Orchestrators have the broadest grants because they coordinate across agents — but even they have approval gates on irreversible actions (push to main, deploy, spend, delete). The orchestrator proposes; a policy engine or a human disposes.

Analysis agents are strictly read-only. They cannot commit, push, write, or send anything. Their output is a report, surfaced for human review.

When a research agent is compromised through an injection payload, it can at most corrupt the knowledge layer entries it writes to — the blast radius is its write scope. It cannot push a malicious commit. It cannot send an exfiltration request to an attacker's endpoint. It cannot access the builder agent's worktree. That narrow blast radius is the whole point.

Approval Gates for Irreversible Actions

The approval gate pattern deserves specific attention. Most incidents involving agent systems are not about reading the wrong data — they are about agents taking irreversible actions: committing to the wrong branch, deploying an untested change, deleting a record that should not have been deleted, sending a message to the wrong recipient.

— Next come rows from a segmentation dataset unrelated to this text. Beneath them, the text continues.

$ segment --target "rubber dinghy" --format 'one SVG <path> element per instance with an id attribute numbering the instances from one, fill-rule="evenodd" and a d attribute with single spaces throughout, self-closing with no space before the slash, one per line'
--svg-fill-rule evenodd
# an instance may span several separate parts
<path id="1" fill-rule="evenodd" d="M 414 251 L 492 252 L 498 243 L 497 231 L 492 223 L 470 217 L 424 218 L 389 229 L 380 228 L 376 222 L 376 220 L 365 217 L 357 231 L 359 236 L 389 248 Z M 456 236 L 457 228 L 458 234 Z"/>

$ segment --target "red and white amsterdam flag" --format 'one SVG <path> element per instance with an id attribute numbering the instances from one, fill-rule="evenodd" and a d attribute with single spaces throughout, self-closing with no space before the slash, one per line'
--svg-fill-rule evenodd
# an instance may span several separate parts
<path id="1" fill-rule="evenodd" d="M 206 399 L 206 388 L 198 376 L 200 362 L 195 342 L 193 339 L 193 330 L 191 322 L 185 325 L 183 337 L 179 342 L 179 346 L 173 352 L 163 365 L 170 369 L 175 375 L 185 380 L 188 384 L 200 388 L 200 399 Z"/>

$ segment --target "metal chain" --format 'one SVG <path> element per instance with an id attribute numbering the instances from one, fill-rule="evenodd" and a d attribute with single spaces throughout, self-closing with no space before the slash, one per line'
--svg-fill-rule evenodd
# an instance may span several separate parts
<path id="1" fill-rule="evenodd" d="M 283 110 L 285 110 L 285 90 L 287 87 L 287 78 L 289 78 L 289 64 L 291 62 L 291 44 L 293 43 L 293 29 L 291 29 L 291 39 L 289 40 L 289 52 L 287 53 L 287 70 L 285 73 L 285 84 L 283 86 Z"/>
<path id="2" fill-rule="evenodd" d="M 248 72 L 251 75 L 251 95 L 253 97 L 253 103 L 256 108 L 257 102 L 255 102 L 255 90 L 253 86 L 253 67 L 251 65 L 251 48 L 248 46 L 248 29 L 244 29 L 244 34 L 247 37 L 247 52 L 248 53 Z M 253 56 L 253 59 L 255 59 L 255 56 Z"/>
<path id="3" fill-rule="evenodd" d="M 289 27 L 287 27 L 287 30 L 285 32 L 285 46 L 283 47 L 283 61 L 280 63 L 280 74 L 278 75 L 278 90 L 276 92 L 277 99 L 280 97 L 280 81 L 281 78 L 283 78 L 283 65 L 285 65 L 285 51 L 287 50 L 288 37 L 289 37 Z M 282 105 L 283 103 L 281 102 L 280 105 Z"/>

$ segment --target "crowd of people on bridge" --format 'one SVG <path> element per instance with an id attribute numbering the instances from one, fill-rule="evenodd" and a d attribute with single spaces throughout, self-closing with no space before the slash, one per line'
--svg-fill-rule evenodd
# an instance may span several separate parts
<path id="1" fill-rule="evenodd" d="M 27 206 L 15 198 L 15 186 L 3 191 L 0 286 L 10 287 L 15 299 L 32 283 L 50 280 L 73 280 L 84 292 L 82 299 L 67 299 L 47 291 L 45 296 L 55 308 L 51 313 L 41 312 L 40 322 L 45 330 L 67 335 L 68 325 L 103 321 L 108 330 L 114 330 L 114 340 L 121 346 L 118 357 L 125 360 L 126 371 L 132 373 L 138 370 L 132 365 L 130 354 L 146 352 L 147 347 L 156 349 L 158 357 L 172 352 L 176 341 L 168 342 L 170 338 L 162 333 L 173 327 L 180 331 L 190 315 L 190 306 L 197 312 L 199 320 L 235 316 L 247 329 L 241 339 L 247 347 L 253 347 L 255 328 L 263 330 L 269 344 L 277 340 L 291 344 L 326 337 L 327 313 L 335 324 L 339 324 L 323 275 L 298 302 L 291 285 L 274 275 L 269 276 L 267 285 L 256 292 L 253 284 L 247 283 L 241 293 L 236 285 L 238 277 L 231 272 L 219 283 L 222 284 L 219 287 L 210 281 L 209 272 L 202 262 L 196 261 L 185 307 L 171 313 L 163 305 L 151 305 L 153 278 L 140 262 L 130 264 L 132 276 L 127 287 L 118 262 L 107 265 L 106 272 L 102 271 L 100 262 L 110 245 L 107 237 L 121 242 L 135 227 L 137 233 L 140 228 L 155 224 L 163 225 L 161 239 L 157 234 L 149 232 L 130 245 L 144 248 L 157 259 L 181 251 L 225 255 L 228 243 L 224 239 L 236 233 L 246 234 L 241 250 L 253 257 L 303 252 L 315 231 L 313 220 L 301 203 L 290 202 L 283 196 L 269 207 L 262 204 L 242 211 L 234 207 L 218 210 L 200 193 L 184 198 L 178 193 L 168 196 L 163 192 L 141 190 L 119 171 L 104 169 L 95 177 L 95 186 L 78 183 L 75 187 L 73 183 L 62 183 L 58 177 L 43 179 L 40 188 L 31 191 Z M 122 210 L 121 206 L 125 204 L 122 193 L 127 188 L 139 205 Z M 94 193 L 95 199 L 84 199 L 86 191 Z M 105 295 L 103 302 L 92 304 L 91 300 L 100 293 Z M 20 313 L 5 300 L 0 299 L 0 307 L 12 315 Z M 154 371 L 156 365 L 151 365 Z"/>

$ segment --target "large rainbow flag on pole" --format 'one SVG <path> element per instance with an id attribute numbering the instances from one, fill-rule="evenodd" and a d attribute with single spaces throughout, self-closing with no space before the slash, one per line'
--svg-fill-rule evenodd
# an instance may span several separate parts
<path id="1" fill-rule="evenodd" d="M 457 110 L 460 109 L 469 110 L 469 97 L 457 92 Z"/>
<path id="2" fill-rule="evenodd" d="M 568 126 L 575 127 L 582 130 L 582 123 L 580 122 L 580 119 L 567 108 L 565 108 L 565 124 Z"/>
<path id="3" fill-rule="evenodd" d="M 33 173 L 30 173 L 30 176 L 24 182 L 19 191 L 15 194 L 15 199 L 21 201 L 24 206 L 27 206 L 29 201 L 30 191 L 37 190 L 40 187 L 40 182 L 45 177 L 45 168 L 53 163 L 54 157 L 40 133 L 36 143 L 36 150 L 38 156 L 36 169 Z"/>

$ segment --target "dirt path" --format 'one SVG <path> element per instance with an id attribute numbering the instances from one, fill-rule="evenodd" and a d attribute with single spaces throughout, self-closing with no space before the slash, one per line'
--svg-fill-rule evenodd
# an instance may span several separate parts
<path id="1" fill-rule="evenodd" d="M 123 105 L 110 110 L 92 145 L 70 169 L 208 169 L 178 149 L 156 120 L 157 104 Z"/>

The pattern is simple: the agent proposes the irreversible action, stops, and waits. A policy engine checks the proposal against predefined rules (is this within the allowed scope? does this target a protected resource? has this operation been approved for this agent in this context?). If the policy engine approves, the action proceeds. If not, it is blocked and surfaced for human review.

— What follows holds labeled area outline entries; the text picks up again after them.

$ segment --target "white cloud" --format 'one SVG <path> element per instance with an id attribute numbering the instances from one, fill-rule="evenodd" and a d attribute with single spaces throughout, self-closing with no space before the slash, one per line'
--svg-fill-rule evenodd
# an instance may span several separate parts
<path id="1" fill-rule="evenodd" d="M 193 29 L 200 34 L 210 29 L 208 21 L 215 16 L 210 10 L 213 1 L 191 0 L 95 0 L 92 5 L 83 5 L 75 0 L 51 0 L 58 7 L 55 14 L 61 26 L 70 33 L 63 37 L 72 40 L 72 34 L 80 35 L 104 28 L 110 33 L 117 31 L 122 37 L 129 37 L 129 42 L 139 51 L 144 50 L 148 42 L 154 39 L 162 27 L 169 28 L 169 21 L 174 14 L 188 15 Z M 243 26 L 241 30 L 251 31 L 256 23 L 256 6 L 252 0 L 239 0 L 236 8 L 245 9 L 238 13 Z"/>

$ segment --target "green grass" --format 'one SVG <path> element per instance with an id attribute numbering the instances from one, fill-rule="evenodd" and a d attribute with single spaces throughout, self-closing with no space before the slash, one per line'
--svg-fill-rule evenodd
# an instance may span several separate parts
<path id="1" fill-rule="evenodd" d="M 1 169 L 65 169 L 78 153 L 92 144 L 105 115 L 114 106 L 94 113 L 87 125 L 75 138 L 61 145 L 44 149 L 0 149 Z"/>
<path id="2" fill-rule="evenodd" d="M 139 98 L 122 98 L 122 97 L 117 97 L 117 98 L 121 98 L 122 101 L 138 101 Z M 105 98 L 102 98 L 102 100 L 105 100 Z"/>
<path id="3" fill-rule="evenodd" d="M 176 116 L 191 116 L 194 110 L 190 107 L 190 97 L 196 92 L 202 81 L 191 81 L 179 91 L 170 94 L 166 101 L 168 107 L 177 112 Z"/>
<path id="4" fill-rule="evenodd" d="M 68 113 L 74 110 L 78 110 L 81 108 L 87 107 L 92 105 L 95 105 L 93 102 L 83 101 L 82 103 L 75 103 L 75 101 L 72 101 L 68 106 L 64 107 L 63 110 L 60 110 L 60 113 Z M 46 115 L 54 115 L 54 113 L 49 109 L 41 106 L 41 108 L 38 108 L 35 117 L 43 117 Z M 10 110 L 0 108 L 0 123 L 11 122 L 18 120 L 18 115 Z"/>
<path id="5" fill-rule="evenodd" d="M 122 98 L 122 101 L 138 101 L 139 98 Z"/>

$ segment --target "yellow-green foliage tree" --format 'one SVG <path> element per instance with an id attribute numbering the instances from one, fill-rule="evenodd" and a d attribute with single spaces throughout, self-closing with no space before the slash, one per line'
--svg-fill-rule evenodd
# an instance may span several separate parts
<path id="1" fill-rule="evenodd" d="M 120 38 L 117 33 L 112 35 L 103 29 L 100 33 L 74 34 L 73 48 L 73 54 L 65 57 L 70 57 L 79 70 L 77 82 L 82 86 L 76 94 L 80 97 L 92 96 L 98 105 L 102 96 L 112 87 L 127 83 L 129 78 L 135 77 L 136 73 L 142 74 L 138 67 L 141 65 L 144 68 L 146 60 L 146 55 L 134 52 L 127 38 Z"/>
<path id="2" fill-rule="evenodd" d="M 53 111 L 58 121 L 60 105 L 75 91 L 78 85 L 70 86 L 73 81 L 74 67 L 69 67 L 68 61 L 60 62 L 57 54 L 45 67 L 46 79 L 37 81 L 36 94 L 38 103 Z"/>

This does not mean every action requires manual human approval — that would make agents useless. It means irreversible actions are gated by a policy that can be expressed, reviewed, and automated. Over time, the policy engine learns what constitutes a routine approval for a given agent role and automates it. Novel actions outside the routine pattern surface for human judgment.

The distinction between "the agent can commit to any branch" and "the agent can commit to a feature branch starting with its own name" is not a large implementation difference. It is a significant security difference. Scope rules in approval gates are what make the fleet trustworthy enough to run autonomously.